A guy brandishing a witch’s broom at the back of the room let out a piercing shriek.
“I’m so sorry, sir.” She swallowed. “For half my life, I’ve hidden behind these characters. I’ve hidden in general. I’ve spent so much time being scared. Scared of digging too deep into who I really am, for fear of what I might find. What ghosts I might confront, secrets I might uncover. Better to bury it all. I thought I couldn’t be a successful person if I had demons. But what fully realized person doesn’t? No one expects men to be flaw-free. Women are expected to absorb traumas both subtle and loud and move on. Shoulder the weight of the world. But when the world fucks with us, the worst thing we can do is bury it. Embracing it makes us strong enough to fuck the world right back.
“So instead of writing about Gia, a witch who uses her powers to fight for a man, I’m fighting for myself. I’m not even sure who I am, because I’ve been in hiding for so long. But I do know that I’m Delphine’s great-granddaughter, Clotilde’s granddaughter, and Lizette’s daughter. I come from a long line of weirdos, outsiders, and misfits. I’m a misfit. And my purpose is to give us all a voice. I’m going to write their story, which is mine, too.
“But I’ll always appreciate Cursed, and my readers, too. I wish I could’ve tied up the series for you, in a bow. But I couldn’t. How do you finish a love story that you…you never wanted to end?”
She could barely eke out that last sentence.
“Anyway,” she continued. “Thank you. For letting me write for you, for so long.”

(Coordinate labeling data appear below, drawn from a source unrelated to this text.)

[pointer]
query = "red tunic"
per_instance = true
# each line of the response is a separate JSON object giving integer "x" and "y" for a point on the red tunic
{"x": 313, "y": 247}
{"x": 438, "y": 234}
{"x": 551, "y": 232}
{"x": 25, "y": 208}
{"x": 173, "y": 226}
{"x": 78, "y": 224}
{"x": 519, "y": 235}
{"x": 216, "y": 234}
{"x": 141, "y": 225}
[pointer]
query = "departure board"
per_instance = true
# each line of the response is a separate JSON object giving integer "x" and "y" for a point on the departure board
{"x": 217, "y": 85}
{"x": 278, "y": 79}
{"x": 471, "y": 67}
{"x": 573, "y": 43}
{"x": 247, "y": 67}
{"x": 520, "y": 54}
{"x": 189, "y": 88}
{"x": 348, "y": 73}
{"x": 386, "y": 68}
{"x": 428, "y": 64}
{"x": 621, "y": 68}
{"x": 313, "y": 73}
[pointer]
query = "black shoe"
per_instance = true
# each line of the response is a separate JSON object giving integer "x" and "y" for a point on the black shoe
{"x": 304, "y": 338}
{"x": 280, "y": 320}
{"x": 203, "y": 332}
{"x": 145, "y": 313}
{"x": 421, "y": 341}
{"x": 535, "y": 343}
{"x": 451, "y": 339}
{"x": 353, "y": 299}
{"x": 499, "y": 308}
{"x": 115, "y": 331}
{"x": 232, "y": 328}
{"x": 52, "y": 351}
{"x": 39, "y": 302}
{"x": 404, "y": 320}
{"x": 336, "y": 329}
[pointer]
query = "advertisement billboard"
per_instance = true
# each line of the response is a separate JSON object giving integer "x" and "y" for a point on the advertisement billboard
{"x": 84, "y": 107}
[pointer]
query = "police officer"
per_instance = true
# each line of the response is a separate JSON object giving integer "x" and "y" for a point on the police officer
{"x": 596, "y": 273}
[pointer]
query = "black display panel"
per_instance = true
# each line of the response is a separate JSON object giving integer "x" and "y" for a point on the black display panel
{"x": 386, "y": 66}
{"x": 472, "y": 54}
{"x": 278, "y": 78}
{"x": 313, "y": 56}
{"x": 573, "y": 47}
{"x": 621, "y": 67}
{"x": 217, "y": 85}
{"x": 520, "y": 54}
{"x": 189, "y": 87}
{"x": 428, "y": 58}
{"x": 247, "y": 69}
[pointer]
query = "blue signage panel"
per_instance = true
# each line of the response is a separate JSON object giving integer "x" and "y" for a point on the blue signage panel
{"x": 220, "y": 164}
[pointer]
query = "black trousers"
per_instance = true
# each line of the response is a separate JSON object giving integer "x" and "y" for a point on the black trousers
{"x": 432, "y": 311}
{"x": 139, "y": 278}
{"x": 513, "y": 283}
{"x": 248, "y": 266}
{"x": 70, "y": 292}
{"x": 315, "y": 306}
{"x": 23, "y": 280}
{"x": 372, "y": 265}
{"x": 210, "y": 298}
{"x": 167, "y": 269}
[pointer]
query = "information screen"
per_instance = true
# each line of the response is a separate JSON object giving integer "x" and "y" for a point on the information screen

An hour later, Shane accepted his Langston Hughes Lifetime Achievement Award. At the podium, he stood in silence for five seconds, then ten. Twenty. His expression was unreadable to everyone.
Everyone except Eva.
Finally, Shane angled the microphone up and spoke five words.
“This is for the misfit.”
And with that brief speech, which was tweeted and retweeted so relentlessly that both Cursed and Eight fans began calling themselves #MisfitHive, the 2019 Litties were a wrap.
Epilogue
IT WAS MIDNIGHT ON JULY 4 IN BELLE FLEUR. GENEVIEVE MERCIER, LONG-LOST child of the bayou, sat gazing out the window of her aunt Da’s guest bedroom. It was velvety black outside, save for the occasional firecracker illuminating the sky, the prismatic colors reflecting off the lake just beyond the house.